Advice on co-parenting?

Jordan • Mommy to 12 👧🏼👼🏻👼🏻🧒🏼🧒🏼👼🏻👼🏻👼🏻👼🏻👼🏻👼🏻👶🏻 5 chemicals, 3 miscarriages, 2 twin boys, 1 miracle baby boy and 1 bonus daughter! Wife of my wife 🏳️‍🌈🏳️‍⚧️

Background: I have a 4-year-old "step" daughter (I prefer to refer to her as just my daughter, but for technicalities' sake, she is not my biological daughter). My husband and his ex have co-parented for the entirety of her life - switching houses every Sunday. She's been living with my husband and I for 2 years, though I've been in her life since she was born.
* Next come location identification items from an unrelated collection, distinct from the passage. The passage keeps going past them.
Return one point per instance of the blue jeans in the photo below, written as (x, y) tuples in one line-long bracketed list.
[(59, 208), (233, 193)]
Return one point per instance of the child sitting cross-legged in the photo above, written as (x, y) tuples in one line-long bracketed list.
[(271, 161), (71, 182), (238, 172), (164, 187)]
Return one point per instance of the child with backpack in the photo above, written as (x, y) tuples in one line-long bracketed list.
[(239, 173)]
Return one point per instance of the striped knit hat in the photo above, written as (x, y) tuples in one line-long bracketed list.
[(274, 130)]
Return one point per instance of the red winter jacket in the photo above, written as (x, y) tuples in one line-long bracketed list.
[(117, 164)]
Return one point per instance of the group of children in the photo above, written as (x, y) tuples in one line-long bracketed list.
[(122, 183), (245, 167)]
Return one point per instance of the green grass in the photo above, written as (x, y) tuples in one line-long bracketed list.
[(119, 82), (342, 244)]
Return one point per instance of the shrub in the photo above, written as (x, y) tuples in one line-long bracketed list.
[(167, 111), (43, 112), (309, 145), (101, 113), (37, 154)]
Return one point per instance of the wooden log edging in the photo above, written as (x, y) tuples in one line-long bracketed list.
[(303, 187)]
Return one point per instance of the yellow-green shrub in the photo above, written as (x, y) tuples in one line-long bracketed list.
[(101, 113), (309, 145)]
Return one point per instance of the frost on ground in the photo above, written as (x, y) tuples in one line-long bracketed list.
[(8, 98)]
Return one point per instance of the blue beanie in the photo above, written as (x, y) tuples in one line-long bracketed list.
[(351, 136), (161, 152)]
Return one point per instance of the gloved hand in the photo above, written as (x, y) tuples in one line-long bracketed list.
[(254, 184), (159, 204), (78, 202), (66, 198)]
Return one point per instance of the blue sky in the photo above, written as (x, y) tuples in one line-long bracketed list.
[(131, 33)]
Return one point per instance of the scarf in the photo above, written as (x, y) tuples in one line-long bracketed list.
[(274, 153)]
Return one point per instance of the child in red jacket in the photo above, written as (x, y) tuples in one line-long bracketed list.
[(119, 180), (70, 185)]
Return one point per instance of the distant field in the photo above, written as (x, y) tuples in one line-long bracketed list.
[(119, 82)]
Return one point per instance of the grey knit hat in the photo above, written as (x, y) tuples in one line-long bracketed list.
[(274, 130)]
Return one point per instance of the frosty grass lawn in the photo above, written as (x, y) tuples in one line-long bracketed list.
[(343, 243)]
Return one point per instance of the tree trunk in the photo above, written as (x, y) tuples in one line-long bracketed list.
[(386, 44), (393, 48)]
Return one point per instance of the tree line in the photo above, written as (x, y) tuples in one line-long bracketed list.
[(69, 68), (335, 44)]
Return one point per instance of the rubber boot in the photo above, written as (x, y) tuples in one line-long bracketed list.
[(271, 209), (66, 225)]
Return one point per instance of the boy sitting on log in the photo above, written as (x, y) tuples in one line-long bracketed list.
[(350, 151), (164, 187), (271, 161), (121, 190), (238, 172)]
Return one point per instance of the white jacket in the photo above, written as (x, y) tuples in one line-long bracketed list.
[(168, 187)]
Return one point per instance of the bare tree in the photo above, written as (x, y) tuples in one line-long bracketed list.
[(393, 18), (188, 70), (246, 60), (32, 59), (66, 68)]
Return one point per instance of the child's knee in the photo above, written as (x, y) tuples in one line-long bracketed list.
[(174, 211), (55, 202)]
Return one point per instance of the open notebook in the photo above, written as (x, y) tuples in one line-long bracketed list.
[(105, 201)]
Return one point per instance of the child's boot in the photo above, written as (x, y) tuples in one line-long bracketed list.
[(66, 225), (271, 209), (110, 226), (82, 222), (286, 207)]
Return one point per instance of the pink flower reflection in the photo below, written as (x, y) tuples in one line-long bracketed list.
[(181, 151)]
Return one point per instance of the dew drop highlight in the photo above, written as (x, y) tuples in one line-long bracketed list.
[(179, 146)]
Now, I'm pregnant with twins and my daughter is SO EXCITED to be a big sister. However, she's having trouble understanding that these babies stay at our house, even when she goes to Mommy's house. She argues that it's not fair that she have to go, but they get to stay with us. It breaks my heart that she feels different because of it, but we're trying to explain that:

1) Her mommy is HER mommy, not these babies' mom. She knows I'm not her biological mother.

2) Her mommy won't be a major, necessary part of these babies' lives, as she plays more of a role of an "auntie" or friend.

3) The reason she switches houses is because her mommy and daddy split, and it's important that a child have both parents.

4) Likewise, it's important that these babies have both parents, who in this case live in one house together.

5) The babies will be fed from my breasts and that her Mommy won't have the necessary tools to properly take care of the babies, as she doesn't have any other children - and, well, my daughter is four.

6) Overall, we all love her just as much as we always have, and these siblings of hers will love her as well (as she is their SISTER).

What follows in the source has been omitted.